Menino de 2 anos morre em casa e é deixado no sofá durante um dia inteiro. Pais são irmãos - V+ TVI1224
Foto: SERGIO LIMA/AFP via Getty Images

Menino de 2 anos morre em casa e é deixado no sofá durante um dia inteiro. Pais são irmãos

  • Redação V+ TVI
  • 3 set 2025, 14:18

O casal, de 18 e 24 anos, é ainda pai de uma menina de nove meses

Num caso trágico ocorrido na comunidade Asa Branca, em Paulista, na Região Metropolitana do Recife (Pernambuco), um menino de dois anos faleceu no domingo, 31 de agosto, e o seu corpo permaneceu no sofá da habitação durante um dia inteiro. Os pais, que eram irmãos consanguíneos e mantinham um relacionamento incestuoso, não prestaram socorro à criança. Esta situação só veio a ser descoberta na segunda-feira, 1 de setembro, quando um vizinho alertou a Polícia Militar após sentir que uma criança estaria morta dentro de casa.

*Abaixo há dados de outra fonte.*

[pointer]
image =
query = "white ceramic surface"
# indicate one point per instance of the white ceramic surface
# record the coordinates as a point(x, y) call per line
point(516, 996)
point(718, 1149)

No dia do alerta, os polícias dirigiram-se ao local, mas encontraram a casa vedada e sem ninguém a responder. Só mais tarde o pai contactou a polícia, informando sobre o corpo do filho. A Polícia Militar regressou acompanhada por uma equipa do Conselho Tutelar.

Segundo a conselheira Claudia Roberta, “Quando a gente entrou, a população toda estava lá. Muita gente. Foi nítida a negligência que os vizinhos informaram que esses pais faziam com as crianças.” A população mostrou-se revoltada, exigindo punição, o que requeriu reforço policial no local.

Os pais relataram que a criança morreu após uma convulsão, apesar de viverem perto de um centro de saúde e não terem procurado auxílio médico. A conselheira lamentou: “Saíram [de casa], voltaram e o menino no sofá.”.

O casal tem 18 e 24 anos e também é pai de uma menina de nove meses, que foi acolhida pelo Conselho Tutelar, apresentando-se sem sinais de maus-tratos. Vizinhos alertaram que o casal demonstrava comportamentos negligentes e que a criança falecida já havia sido acolhida anteriormente pelo Conselho Tutelar de Olinda. Contudo, um juiz decidiu devolvê-la aos pais. A mãe também já tinha sido acolhida por um Conselho Tutelar antes de completar 18 anos.

A Polícia Civil do Brasil registou o caso como "morte a esclarecer, sem indício de crime". Os pais foram ouvidos, mas não detidos.